Fran's grandmother steps in at the end of Fran's father's performance and decides that Scott has the heart but lacks the rhythm.  She attempts to teach him by telling him to listen to what his heart tells him with out fear and slowly Scott realizes what he needs to project the intensity he wants.  Scott and Fran's father finish the evening with their intense rendition of "Paso Double" and find respect for one another in the process.  Fran's father decides afterward to help Scott and Fran prepare for the championships.

The night before the championships Barry Fife surprises Scott at the studio and finally explains to him why everyone has been so hard on his rebelliousness.  Apparently Scott is exactly like his father Doug who had been once the favorite in the dancing community.  But because of his blind ambition to dance his moves over the Federation approved ones he had been side tracked and disgraced.  Everyone fears that if Scott fails just like his father had done so before that the loss would not only be Scott's but his poor father's as well.  Scott in disbelieve runs to his father's locker in the basement and finds memorabilia confirming Barry's story.  Torn at such a revelation he quickly decides to partner with his old partner, Liz (who had also been recently dumped by Ken for the available Tina Sparkle), and dance the competition as a Federation champion contender for his father's sake.

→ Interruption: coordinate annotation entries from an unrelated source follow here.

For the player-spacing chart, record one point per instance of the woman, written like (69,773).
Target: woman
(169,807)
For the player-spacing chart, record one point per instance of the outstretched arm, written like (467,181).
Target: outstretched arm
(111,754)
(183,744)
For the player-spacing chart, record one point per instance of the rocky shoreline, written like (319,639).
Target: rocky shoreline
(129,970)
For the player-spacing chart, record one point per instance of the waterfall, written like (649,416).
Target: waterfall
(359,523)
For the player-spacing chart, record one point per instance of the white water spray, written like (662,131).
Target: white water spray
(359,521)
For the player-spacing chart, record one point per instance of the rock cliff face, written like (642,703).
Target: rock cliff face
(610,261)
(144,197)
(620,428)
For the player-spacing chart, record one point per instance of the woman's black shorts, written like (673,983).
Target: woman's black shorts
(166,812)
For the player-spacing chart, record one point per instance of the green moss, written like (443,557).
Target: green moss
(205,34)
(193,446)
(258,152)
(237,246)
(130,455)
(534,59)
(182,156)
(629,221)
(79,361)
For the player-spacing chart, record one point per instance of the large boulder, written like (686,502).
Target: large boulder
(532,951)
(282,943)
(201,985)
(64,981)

The movie whirls into the next day at the competition with Scott and Liz in their opening waltz.  During the break Scott sees the dejected Fran and tries to explain to her why he had decided so hastily to dance with Liz.  She is off course angry and upset and runs off with Scott in pursuit.  Scott bumps into his father Doug who stops him from catching up with Fran and insists he listens to what he says.  It appears Barry had somewhat lied to him and the only reason why he never became a champion was because Barry had convinced Shirley to leave Doug's hopeless crusade to dance his own moves and to partner with Les.  At this point Scott is about to enter the competition itself with Shirley and Liz struggling to put him onto the floor and Doug holding onto him to listen to his every word at which Doug blurts out "we lived our lives in fear".

Scott runs out to continue his pursuit of Fran.  Meanwhile Les figures out what Barry had intended to do all this time - shame Scott as he had shamed his father out of dancing so the Federation approved moves that he had dedicated his whole life to would never be challenged.  Just as Barry confirms his somewhat evil plan to Les, Scott and Fran finally make their grand entrance onto the floor.  They perform a "Paso Double" inspired dance with an intensity and precision that can not be looked over.  Barry eventually cuts the music before they can complete their performance and calls Scott and Fran to leave the floor.  But just Scott and Fran take their last bow Doug starts to clap out a rhythm and gets the crowd to follow suit.  Scott and Fran complete their performance to the rhythm of the crowd.  Their inspiring performance pull the audience onto the dance floor as we get a glimpse of Scott and Fran kissing.

Like I said really kitsch but enjoyable and you might even find yourself dancing in your living room during the finale.